Africa’s richest man, Aliko Dangote maintained his position on the newly released Forbes’ list of African billionaires, even as he lost almost $2bn compared to his worth last year. The Forbes list, which was released on Wednesday revealed that there were fewer and poorer billionaires on the African continent in 2019.
Dangote’s estimated $10.3 billion net worth is nearly $2 billion less than a year ago, primarily due to a roughly 20 per cent drop in the stock price of Dangote Cement, his most valuable asset. Folorunsho Alakija was one of the billionaires, who suffered a drop in their net worth between last year and this year.
She is currently number 19 on the 20-man list. Forbes report that, Alakija’s net worth dropped due to a decline in the value of one of Nigeria’s most productive oil fields. It is claimed that the decline can be partly blamed on the fact that the oil field’s production had levelled off.
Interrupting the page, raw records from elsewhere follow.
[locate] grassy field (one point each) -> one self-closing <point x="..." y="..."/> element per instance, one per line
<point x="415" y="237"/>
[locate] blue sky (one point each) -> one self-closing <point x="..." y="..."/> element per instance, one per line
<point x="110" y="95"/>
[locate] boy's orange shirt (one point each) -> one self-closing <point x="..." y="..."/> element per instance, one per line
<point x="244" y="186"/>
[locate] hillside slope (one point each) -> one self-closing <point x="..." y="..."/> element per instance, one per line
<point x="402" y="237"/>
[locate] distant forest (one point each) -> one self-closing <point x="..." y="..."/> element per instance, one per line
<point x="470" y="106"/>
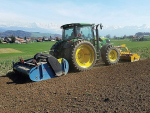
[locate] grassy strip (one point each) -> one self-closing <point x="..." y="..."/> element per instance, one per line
<point x="28" y="51"/>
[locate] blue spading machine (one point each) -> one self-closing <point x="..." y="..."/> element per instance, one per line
<point x="41" y="67"/>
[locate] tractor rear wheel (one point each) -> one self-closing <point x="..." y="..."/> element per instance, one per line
<point x="83" y="56"/>
<point x="110" y="55"/>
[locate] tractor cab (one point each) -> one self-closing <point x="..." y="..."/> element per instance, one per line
<point x="77" y="31"/>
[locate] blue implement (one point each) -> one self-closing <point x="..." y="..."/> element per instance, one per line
<point x="41" y="71"/>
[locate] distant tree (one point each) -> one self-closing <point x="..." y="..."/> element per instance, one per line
<point x="25" y="38"/>
<point x="108" y="36"/>
<point x="6" y="38"/>
<point x="13" y="39"/>
<point x="115" y="37"/>
<point x="124" y="37"/>
<point x="57" y="39"/>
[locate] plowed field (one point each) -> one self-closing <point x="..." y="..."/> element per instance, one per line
<point x="119" y="88"/>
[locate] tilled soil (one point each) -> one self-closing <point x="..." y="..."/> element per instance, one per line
<point x="119" y="88"/>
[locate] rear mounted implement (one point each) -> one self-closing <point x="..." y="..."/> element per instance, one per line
<point x="125" y="54"/>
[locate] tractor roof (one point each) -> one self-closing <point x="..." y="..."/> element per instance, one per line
<point x="76" y="24"/>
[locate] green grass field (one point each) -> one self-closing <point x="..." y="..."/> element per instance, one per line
<point x="29" y="50"/>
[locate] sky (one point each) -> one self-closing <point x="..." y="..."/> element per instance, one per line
<point x="59" y="12"/>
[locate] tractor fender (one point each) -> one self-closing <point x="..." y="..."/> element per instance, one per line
<point x="67" y="44"/>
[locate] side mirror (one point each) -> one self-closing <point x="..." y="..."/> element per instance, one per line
<point x="101" y="26"/>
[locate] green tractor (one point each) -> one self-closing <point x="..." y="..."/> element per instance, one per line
<point x="82" y="47"/>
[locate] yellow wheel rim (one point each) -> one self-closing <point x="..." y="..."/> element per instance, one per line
<point x="113" y="55"/>
<point x="84" y="56"/>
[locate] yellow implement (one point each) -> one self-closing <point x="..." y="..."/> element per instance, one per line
<point x="125" y="54"/>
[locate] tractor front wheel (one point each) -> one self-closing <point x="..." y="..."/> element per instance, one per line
<point x="83" y="56"/>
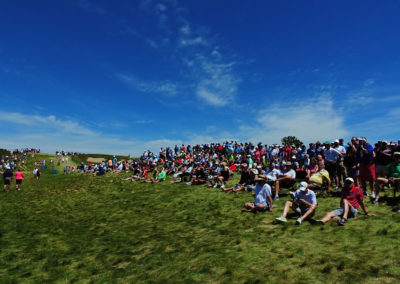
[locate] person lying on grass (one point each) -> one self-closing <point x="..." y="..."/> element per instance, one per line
<point x="244" y="181"/>
<point x="161" y="176"/>
<point x="320" y="178"/>
<point x="198" y="177"/>
<point x="352" y="197"/>
<point x="285" y="179"/>
<point x="262" y="198"/>
<point x="393" y="178"/>
<point x="304" y="204"/>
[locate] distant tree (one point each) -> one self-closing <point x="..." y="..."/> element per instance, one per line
<point x="291" y="140"/>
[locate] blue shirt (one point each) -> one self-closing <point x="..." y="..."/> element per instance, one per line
<point x="310" y="196"/>
<point x="262" y="193"/>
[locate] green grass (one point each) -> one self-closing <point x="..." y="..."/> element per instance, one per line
<point x="101" y="229"/>
<point x="82" y="158"/>
<point x="4" y="152"/>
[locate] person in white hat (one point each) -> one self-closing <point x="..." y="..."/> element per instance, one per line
<point x="7" y="176"/>
<point x="393" y="177"/>
<point x="304" y="204"/>
<point x="262" y="197"/>
<point x="352" y="198"/>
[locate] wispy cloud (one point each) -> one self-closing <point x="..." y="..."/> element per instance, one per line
<point x="47" y="122"/>
<point x="209" y="74"/>
<point x="315" y="118"/>
<point x="92" y="7"/>
<point x="163" y="87"/>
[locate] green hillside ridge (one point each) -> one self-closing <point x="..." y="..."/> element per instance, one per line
<point x="68" y="228"/>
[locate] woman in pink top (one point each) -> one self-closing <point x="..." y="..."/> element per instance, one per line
<point x="312" y="168"/>
<point x="19" y="176"/>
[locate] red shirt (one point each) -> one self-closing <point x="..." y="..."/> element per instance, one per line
<point x="354" y="196"/>
<point x="19" y="175"/>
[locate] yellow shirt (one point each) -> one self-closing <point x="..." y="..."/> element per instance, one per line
<point x="319" y="177"/>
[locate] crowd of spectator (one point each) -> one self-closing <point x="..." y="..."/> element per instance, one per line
<point x="328" y="167"/>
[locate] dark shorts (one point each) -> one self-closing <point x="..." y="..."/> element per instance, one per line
<point x="340" y="211"/>
<point x="303" y="210"/>
<point x="7" y="181"/>
<point x="332" y="169"/>
<point x="367" y="172"/>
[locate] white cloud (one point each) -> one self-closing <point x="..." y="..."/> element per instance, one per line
<point x="185" y="30"/>
<point x="308" y="120"/>
<point x="92" y="7"/>
<point x="163" y="87"/>
<point x="161" y="7"/>
<point x="217" y="84"/>
<point x="193" y="41"/>
<point x="50" y="122"/>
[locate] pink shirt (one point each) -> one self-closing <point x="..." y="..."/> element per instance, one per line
<point x="19" y="175"/>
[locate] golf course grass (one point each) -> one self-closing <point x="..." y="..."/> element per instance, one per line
<point x="85" y="229"/>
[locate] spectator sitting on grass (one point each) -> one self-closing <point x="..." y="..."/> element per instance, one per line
<point x="161" y="176"/>
<point x="243" y="182"/>
<point x="352" y="197"/>
<point x="262" y="199"/>
<point x="199" y="177"/>
<point x="7" y="176"/>
<point x="286" y="179"/>
<point x="393" y="170"/>
<point x="19" y="176"/>
<point x="318" y="179"/>
<point x="304" y="204"/>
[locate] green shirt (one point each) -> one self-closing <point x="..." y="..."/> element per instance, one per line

On a cheery note, Nigeria’s Mike Adenuga emerged the continent’s second richest man. He is worth an estimated $9.2 billion. Adenuga owns Globacom, which is Nigeria’s third-largest mobile phone network, plus oil exploration firm Conoil Producing, extensive real estate holdings in Nigeria and a network of 12,000 cellphone towers.
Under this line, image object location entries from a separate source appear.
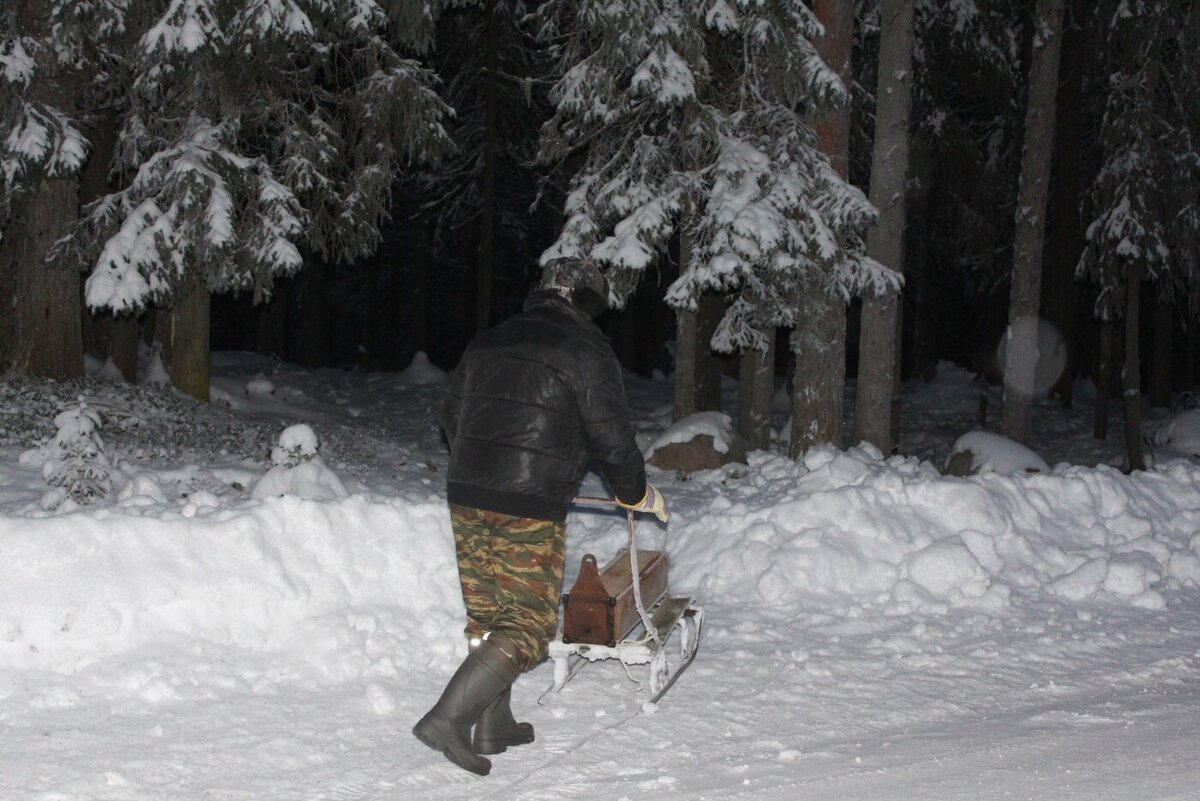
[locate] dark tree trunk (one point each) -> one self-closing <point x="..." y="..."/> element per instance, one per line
<point x="1021" y="347"/>
<point x="819" y="343"/>
<point x="183" y="331"/>
<point x="708" y="363"/>
<point x="1067" y="244"/>
<point x="41" y="336"/>
<point x="1131" y="374"/>
<point x="1103" y="380"/>
<point x="105" y="335"/>
<point x="369" y="347"/>
<point x="317" y="344"/>
<point x="879" y="363"/>
<point x="271" y="332"/>
<point x="420" y="300"/>
<point x="687" y="348"/>
<point x="1192" y="350"/>
<point x="487" y="179"/>
<point x="756" y="372"/>
<point x="1161" y="356"/>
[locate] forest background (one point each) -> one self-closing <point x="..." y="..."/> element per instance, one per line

His net worth has climbed dramatically from $5.3 billion in January 2018 as a result of more detailed information provided by him about his assets. Nigeria’s cement mogul Abdulsamad Rabiu, who runs and owns the BUA Group, returns to the list at number 16, for the first time since 2015. He merged his Kalambaina Cement firm into publicly traded Cement Company of Northern Nigeria, which he controlled, in late 2018.
Rabiu now owns 97 per cent of the list entity. Kalambaina, which operates a new cement production facility, started selling cement in mid-2018. Separately, Rabiu’s OBU Cement recently expanded its operations, adding a new production line.